Richard Kadrey: Sandman Slim

Richard Kadrey: Sandman Slim

Most good adventure stories contain an element of sadism; there’s a reason Philip Marlowe, James Bond, and the rest get beat up as often as they do. The thrill comes from seeing a character the audience empathizes with taking in more punishment than that audience will likely experience in a lifetime, and the suspense comes from wondering just how much more that character will be able to take. Judged on those terms, Sandman Slim, the new novel from Richard Kadrey, is a Sistine Chapel of pain. Stark, its magic-infused hero, is beaten, shot, stabbed, burned, exploded, and trash-talked on his quest for revenge, and he stumbles and wisecracks his way through all of it.

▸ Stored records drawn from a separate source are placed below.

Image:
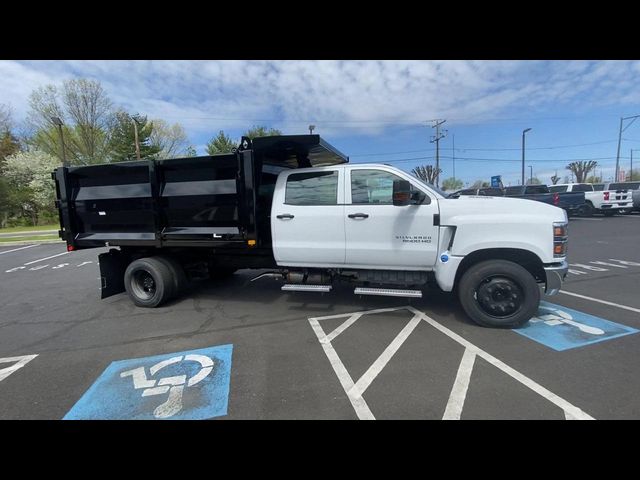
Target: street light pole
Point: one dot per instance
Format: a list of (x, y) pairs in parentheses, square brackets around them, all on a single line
[(523, 132), (622, 119), (58, 123)]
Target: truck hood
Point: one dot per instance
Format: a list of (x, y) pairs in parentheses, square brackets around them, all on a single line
[(500, 208), (478, 223)]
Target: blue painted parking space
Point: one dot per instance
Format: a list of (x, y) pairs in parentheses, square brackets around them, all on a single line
[(562, 328), (189, 385)]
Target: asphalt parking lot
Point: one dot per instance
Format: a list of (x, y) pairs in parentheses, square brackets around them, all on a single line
[(300, 355)]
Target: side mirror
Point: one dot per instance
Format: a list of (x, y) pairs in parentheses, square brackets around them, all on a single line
[(401, 193)]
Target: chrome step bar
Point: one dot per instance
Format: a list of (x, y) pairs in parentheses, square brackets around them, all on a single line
[(388, 292), (293, 287)]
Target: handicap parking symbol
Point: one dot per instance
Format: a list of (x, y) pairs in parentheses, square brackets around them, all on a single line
[(190, 385), (562, 328)]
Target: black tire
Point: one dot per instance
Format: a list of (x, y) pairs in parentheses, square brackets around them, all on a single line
[(499, 294), (586, 210), (148, 282), (180, 281)]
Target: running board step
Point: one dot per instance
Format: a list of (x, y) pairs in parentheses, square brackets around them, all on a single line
[(388, 292), (293, 287)]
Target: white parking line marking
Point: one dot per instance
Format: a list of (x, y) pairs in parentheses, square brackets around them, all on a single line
[(598, 262), (16, 249), (359, 404), (39, 267), (460, 387), (377, 366), (624, 307), (343, 327), (526, 381), (46, 258), (589, 267), (20, 362), (354, 392), (626, 262)]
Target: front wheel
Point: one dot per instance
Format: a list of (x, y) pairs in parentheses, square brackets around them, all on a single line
[(499, 293)]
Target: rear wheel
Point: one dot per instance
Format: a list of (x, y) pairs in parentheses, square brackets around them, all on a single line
[(180, 281), (499, 293), (148, 282)]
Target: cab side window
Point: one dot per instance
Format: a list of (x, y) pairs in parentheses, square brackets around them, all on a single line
[(372, 187), (313, 188)]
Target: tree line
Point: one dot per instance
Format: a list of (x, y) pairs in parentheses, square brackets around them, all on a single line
[(580, 171), (76, 121)]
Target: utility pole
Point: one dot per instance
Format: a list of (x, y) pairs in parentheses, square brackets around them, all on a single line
[(58, 123), (523, 132), (453, 149), (436, 138), (633, 118), (135, 132)]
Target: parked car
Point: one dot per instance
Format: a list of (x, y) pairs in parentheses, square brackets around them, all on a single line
[(573, 203), (623, 192), (606, 202), (483, 192), (325, 221)]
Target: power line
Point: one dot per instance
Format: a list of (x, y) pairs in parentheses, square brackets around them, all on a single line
[(488, 149)]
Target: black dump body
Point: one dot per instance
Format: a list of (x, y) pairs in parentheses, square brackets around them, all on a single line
[(220, 201)]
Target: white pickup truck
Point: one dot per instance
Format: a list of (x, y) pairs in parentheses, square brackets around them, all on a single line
[(294, 206), (608, 202), (379, 225)]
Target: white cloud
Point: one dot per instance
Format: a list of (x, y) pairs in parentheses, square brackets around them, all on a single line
[(207, 96)]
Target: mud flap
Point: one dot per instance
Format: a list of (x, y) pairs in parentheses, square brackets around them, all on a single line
[(112, 267)]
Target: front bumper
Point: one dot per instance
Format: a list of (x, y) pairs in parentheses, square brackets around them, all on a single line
[(555, 275)]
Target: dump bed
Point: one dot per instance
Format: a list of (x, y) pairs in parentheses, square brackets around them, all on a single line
[(196, 201)]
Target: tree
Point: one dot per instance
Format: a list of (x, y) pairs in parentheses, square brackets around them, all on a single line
[(221, 143), (8, 142), (6, 120), (28, 176), (595, 179), (581, 169), (170, 140), (636, 175), (426, 173), (261, 131), (123, 137), (480, 184), (86, 112), (452, 184), (191, 151)]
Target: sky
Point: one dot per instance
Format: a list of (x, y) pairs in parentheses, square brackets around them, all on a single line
[(381, 111)]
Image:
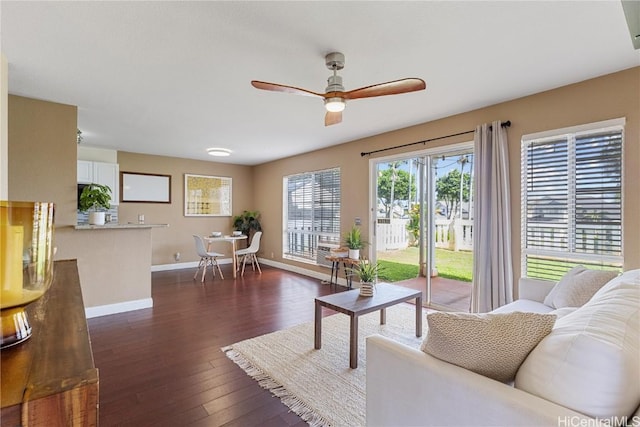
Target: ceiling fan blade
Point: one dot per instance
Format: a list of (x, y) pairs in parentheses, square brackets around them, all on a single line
[(275, 87), (332, 118), (390, 88)]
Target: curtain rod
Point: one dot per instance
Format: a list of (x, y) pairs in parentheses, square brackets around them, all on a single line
[(504, 124)]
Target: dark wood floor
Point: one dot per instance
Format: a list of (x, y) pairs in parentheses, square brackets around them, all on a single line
[(163, 366)]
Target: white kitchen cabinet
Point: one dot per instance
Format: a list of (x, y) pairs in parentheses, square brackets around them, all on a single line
[(101, 173)]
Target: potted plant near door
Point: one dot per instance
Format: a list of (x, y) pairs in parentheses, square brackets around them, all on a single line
[(368, 274), (248, 222), (353, 240), (95, 199)]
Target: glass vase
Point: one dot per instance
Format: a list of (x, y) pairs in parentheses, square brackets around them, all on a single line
[(26, 263)]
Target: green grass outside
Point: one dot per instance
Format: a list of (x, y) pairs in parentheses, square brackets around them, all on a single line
[(403, 264)]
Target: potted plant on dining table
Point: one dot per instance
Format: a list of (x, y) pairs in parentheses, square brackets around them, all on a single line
[(353, 240), (248, 222)]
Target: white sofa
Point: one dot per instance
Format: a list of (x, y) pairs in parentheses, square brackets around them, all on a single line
[(407, 387)]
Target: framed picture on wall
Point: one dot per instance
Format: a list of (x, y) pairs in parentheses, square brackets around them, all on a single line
[(207, 195), (138, 187)]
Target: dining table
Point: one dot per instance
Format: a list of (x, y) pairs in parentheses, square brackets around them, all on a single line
[(230, 239)]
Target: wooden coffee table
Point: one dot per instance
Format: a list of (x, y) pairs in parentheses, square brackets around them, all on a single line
[(354, 305)]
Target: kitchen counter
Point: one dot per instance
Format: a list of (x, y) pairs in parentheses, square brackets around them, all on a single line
[(116, 226)]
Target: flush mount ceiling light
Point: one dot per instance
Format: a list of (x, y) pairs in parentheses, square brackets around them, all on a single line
[(218, 152)]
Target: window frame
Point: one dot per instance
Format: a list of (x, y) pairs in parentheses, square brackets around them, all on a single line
[(569, 255), (313, 237)]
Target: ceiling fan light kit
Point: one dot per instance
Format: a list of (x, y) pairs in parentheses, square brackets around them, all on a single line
[(335, 96), (334, 105)]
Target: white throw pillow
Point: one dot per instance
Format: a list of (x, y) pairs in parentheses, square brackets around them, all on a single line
[(590, 362), (577, 287), (490, 344)]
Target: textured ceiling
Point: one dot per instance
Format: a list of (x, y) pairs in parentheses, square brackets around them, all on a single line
[(173, 78)]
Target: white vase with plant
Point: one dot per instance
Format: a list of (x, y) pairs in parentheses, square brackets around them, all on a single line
[(367, 272), (95, 199), (353, 240)]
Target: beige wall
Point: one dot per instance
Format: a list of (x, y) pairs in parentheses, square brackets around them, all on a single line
[(42, 155), (177, 237), (4, 136), (607, 97), (114, 265)]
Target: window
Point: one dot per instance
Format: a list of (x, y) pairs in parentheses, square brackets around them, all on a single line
[(572, 200), (311, 213)]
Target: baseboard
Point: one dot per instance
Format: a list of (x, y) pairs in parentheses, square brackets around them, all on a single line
[(121, 307), (324, 277)]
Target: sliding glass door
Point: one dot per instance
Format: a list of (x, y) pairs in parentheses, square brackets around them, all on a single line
[(424, 223)]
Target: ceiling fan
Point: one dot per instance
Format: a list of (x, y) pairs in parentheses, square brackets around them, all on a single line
[(335, 96)]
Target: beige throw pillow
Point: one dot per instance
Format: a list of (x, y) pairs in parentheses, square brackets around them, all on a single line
[(577, 287), (491, 344)]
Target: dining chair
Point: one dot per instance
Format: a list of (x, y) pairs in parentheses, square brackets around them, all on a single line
[(206, 259), (250, 253)]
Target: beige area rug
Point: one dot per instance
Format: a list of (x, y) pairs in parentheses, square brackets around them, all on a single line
[(318, 385)]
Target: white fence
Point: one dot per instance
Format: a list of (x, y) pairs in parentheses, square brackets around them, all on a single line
[(455, 234), (392, 234)]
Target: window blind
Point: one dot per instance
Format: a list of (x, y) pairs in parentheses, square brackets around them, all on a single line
[(572, 202), (312, 213)]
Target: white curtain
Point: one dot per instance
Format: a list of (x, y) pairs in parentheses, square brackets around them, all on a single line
[(492, 265)]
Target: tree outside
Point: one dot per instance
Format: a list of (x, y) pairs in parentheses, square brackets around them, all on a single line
[(394, 184), (448, 190)]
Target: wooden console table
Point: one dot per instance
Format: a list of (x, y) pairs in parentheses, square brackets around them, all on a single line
[(51, 379)]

Eleven years ago, James Stark’s closest friends sent him to hell. Now he’s found his way back to Los Angeles with only one thing on his mind: killing everyone who did him wrong. He made the trip to hell as a living man, which got all the monsters and demons below excited. They made him harder to kill and pitted him against a series of vicious opponents to see what would happen; now he has all kinds of fancy powers, and he knows how to use them to make the right people hurt. All he wants now is some murder and a cigarette, but the aboveground has gotten complicated. His friends don’t trust him and his enemies have plans; it’s going to take more than stabbing to get through his mess.

Slim is a hodgepodge of influences, but it’s never stale; the narrative moves fast from the first page, and while the nature of Stark’s opponents changes, his quest to avenge his lost love remains constant. He makes a terrific lead—a wild bundle of punk energy whose violent tendencies can’t entirely mask his basic decency. Slim doesn’t have a lot of surprises; the reality-meets-mythology motif should be familiar to anyone who’s watched a couple episodes of Angel, and Kadrey doesn’t innovate much. Still, the L.A. Stark inhabits has enough potential to warrant a return visit, as does Stark himself. It’s an old gag, but a guy in a leather jacket, covered in blood that isn’t entirely his and hungry for the next smoke, will always be cool.